We have 32 new, first timers this year,’ says organiser Richard Tasker. ‘That’s well over 10 per cent that will feature new products, services and opportunities. Our existing exhibitors always bring the very latest in technology and that means everything our visitors see at YAMS is the most up-to-the-minute, state-of-the-art equipment including precision farming systems using satellite technology.’
‘There is nowhere else in Yorkshire and the north of England where farmers and farm machinery buyers can take the opportunity to see the whole industry in one place on one day – and that is proving a real attraction for those who have not attended before.’
‘We are particularly pleased to see even more Yorkshire based businesses recognising the benefits of coming to YAMS as well as long-established companies with bases further afield such as the well-respected cultivation equipment specialist family firm of Cousins of Emneth.’
Lee Turner runs Cubtech, in Slingsby near Malton, a company that is providing farms with bespoke CCTV camera facilities to combat security issues and keep an eye on calving: ‘YAMS will give me the opportunity to get my cameras in front of the right people,’ says Lee. ‘There are, as many farmers know only too well, serious problems with such as quad bike and diesel theft and trespassers. My business is in supplying and fitting high definition, pan-tilt-zoom cameras offering 360-degree coverage over a distance of around 100 metres. Security camera systems and calving camera systems currently make up the two halves of my overall business.’

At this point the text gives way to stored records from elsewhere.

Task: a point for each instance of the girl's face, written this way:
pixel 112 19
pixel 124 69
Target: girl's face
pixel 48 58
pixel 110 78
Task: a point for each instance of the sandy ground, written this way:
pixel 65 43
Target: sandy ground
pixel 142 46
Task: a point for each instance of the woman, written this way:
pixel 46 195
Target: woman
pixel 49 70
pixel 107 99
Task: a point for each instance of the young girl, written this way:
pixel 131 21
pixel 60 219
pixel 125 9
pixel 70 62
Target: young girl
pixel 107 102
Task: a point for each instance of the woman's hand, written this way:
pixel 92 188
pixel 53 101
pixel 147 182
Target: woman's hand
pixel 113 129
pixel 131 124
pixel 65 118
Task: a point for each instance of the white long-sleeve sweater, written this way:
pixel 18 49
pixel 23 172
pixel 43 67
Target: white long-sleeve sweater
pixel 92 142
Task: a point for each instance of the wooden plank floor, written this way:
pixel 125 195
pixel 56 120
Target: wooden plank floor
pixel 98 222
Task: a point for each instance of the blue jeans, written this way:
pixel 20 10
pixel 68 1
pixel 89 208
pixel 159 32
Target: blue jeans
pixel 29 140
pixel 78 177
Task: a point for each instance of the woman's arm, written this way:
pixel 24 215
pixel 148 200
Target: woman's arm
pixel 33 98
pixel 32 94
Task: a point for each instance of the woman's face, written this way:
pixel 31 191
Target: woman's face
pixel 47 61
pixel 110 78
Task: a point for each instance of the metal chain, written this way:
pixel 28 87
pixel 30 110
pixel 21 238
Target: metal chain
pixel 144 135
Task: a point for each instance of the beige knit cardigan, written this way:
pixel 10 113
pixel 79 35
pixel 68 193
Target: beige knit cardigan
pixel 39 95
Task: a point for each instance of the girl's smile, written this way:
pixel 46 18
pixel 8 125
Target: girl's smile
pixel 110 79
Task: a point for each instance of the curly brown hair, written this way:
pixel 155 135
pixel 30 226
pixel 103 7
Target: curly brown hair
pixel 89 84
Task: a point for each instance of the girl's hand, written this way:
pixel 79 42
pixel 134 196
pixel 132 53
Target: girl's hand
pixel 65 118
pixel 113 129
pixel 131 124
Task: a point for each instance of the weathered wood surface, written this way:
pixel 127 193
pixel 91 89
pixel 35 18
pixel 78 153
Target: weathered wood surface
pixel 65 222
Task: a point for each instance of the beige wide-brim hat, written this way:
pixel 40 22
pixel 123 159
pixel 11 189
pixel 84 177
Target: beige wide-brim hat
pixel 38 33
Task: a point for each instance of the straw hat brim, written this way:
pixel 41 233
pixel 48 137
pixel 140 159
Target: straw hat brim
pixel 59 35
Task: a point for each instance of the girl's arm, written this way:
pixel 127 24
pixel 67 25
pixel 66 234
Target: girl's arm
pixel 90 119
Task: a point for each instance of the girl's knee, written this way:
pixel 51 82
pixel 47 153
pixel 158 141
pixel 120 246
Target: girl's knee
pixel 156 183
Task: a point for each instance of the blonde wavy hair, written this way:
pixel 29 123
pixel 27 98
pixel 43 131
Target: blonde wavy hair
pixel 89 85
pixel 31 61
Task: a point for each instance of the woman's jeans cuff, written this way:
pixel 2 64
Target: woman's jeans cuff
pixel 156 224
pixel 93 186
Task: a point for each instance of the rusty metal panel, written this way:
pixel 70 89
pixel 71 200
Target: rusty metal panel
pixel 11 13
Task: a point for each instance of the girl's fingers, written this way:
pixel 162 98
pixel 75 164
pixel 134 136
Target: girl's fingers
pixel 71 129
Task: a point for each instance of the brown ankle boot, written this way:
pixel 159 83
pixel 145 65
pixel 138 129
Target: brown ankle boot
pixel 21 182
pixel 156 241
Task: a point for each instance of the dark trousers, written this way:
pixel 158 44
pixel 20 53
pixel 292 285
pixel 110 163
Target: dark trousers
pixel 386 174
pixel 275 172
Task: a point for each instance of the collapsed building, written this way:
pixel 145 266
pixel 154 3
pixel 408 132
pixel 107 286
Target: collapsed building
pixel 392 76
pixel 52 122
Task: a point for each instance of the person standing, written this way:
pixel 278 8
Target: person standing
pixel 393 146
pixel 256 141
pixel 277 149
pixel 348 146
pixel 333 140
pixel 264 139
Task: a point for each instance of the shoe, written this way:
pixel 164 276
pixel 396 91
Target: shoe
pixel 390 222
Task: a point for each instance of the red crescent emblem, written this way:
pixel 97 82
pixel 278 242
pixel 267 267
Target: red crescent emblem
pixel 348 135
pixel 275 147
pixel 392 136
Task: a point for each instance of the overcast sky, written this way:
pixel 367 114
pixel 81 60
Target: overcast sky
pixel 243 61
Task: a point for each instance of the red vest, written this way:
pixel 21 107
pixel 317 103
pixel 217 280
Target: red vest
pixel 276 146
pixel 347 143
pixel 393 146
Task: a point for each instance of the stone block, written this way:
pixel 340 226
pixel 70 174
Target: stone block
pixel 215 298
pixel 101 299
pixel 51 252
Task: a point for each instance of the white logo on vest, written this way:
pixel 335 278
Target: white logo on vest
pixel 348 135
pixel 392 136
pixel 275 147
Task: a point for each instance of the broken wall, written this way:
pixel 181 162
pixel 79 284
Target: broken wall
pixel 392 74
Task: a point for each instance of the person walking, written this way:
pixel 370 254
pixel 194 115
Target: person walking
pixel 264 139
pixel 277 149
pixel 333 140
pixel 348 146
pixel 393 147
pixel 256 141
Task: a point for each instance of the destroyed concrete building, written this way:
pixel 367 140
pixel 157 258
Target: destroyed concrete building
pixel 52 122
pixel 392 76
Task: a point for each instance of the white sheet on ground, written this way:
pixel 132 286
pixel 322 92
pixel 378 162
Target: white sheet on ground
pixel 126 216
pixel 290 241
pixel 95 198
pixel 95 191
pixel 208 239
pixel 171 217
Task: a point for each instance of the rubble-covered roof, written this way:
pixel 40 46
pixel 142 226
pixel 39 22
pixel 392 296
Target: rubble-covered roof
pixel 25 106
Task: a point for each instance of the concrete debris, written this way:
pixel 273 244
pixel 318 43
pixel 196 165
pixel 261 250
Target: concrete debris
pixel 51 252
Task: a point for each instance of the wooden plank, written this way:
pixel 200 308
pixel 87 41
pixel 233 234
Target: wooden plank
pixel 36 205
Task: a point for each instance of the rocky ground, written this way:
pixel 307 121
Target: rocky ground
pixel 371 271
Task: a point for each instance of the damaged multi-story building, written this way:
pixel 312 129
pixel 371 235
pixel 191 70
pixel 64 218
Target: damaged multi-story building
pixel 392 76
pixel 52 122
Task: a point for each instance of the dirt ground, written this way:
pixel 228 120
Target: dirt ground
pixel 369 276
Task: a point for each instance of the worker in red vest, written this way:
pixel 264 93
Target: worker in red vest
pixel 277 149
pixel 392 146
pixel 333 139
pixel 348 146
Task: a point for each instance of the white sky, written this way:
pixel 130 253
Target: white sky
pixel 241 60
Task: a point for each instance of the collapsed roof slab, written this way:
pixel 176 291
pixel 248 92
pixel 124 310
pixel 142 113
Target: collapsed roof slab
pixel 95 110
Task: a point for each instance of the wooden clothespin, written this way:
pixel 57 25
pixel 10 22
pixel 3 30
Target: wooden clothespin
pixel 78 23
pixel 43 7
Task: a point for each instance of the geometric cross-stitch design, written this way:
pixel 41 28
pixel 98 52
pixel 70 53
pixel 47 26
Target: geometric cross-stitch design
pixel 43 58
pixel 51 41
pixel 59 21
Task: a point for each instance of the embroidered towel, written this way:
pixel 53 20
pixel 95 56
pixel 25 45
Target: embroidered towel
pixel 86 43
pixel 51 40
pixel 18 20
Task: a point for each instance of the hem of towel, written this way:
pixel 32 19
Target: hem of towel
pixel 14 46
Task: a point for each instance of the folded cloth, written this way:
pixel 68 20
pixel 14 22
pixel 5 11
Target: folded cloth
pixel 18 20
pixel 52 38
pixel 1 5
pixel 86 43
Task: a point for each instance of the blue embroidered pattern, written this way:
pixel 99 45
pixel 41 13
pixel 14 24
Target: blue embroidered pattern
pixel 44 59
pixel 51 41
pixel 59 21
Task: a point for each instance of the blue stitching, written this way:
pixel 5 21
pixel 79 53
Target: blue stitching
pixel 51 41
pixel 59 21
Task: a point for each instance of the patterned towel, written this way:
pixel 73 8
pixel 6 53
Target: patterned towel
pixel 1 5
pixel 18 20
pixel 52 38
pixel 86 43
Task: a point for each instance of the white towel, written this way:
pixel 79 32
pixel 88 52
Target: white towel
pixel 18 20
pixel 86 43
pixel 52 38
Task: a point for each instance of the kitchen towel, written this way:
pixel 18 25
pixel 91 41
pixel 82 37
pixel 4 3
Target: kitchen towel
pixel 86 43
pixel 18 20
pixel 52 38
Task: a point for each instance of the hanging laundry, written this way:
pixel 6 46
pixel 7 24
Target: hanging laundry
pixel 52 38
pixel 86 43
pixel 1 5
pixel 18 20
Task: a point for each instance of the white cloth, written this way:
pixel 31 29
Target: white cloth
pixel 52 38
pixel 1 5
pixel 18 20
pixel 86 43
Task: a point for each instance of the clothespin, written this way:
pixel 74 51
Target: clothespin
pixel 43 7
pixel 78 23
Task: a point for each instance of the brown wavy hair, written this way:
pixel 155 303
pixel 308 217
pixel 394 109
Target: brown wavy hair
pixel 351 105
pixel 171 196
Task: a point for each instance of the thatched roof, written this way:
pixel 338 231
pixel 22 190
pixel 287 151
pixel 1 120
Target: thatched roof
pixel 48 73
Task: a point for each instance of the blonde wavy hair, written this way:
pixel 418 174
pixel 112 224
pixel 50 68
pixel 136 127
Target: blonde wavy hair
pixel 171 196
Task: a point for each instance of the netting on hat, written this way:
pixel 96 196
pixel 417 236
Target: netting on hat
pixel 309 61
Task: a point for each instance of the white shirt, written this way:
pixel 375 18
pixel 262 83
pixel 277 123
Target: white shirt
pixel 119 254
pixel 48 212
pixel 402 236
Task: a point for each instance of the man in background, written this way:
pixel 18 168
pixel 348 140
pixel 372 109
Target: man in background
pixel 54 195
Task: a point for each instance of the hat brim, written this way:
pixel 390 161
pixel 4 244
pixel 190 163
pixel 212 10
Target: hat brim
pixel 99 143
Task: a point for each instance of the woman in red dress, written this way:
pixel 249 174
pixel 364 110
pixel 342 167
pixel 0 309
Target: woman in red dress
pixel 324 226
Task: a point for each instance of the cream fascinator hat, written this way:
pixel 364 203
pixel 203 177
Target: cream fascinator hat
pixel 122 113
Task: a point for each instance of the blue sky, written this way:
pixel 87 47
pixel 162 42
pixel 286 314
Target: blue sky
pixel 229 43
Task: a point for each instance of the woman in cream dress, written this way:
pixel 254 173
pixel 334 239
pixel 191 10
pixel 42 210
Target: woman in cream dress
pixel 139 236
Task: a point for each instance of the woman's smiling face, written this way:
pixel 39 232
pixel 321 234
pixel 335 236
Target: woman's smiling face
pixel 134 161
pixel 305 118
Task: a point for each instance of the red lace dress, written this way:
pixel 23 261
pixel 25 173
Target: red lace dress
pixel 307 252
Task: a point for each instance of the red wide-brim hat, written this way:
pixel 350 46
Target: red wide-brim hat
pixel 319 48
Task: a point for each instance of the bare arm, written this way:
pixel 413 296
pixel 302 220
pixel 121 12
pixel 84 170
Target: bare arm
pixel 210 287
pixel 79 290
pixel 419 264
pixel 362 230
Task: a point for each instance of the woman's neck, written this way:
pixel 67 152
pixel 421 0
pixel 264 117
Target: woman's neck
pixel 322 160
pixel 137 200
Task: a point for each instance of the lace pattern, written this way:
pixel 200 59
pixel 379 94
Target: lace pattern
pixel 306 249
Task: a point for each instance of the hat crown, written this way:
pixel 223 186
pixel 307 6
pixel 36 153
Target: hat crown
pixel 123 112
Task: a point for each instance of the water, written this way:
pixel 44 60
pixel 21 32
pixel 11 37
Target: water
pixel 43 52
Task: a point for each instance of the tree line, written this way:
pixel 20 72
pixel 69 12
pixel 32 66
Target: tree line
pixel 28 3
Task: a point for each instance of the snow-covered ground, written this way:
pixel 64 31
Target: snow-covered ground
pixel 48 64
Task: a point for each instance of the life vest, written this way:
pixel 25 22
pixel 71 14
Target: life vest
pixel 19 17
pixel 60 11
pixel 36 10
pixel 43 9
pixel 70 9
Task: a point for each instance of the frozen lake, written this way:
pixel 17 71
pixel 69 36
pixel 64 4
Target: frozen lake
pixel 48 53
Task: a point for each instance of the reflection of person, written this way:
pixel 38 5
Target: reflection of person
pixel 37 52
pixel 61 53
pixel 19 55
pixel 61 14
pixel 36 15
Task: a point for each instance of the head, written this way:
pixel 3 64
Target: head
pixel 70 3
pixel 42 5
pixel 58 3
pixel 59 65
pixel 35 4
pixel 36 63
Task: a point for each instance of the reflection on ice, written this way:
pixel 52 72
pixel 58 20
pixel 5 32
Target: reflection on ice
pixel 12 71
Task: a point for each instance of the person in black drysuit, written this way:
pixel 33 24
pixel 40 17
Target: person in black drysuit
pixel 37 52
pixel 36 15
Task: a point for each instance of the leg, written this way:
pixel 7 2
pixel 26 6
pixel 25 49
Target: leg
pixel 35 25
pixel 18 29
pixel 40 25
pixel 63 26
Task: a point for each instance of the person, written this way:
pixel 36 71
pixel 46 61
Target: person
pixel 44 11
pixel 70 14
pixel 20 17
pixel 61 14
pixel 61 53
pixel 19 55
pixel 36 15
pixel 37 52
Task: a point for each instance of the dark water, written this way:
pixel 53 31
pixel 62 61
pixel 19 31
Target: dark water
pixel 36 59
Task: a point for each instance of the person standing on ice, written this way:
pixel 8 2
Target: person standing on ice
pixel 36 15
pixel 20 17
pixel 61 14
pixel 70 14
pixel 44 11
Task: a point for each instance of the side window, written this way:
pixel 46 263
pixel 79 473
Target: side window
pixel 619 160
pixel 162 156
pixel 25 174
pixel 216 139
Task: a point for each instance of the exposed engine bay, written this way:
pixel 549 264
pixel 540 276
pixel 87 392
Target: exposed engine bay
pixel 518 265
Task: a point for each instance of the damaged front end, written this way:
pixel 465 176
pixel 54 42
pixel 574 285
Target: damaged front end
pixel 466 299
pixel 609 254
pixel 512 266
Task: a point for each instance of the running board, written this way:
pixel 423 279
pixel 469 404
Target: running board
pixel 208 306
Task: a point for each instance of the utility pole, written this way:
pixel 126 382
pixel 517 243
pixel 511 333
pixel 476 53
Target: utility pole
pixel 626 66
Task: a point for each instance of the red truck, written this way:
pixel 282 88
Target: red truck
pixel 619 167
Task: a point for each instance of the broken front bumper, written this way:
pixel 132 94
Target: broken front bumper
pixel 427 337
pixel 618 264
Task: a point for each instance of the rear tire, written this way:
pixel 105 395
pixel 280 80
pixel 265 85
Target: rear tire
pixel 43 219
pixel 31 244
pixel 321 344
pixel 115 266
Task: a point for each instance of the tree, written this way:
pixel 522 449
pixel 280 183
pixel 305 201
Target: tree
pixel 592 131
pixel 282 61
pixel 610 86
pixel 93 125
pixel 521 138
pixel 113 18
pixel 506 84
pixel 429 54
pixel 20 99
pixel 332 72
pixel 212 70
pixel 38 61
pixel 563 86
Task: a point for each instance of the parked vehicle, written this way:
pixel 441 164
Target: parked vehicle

White Rose Farms will be present for the first time and Harvey May tells of why the company, specialising in providing farmers with opportunities to finish pigs on bed and breakfast arrangements, has chosen YAMS: ‘We see the event as an ideal platform to reach farmers in Yorkshire and Lincolnshire. There are significant advantages right now for arable farmers taking on indoor pig finishing contracts and earning a guaranteed monthly income. We are actively seeking arable farmers who are looking for a diversification opportunity.’
James Atkinson runs a bespoke hydraulic engineering company from Stillingfleet near York: ‘Agricultural work makes up around 50 per cent of my trade at present and I see exhibiting at YAMS as an opportunity to increase my work in this field. An increasing number of agricultural-based machines are reliant upon hydraulic equipment and I specialise in either repairing and refurbishing whole systems or in some cases manufacturing components.’
Chris Vicary of Market Weighton will also be exhibiting. His forestry contracting and wood fuel supply business sees him with many customers he expects to see at YAMS: ‘We see this show as the perfect opportunity to get straight to the farmers and landowners we work with and those we want to work with in future. We will have a Doosan digger and a Jenz wood chipper on display.’
Rex Nordic, Harrison Spinks and Carrs Billington are just three of the many other companies who are joining the YAMS family this year.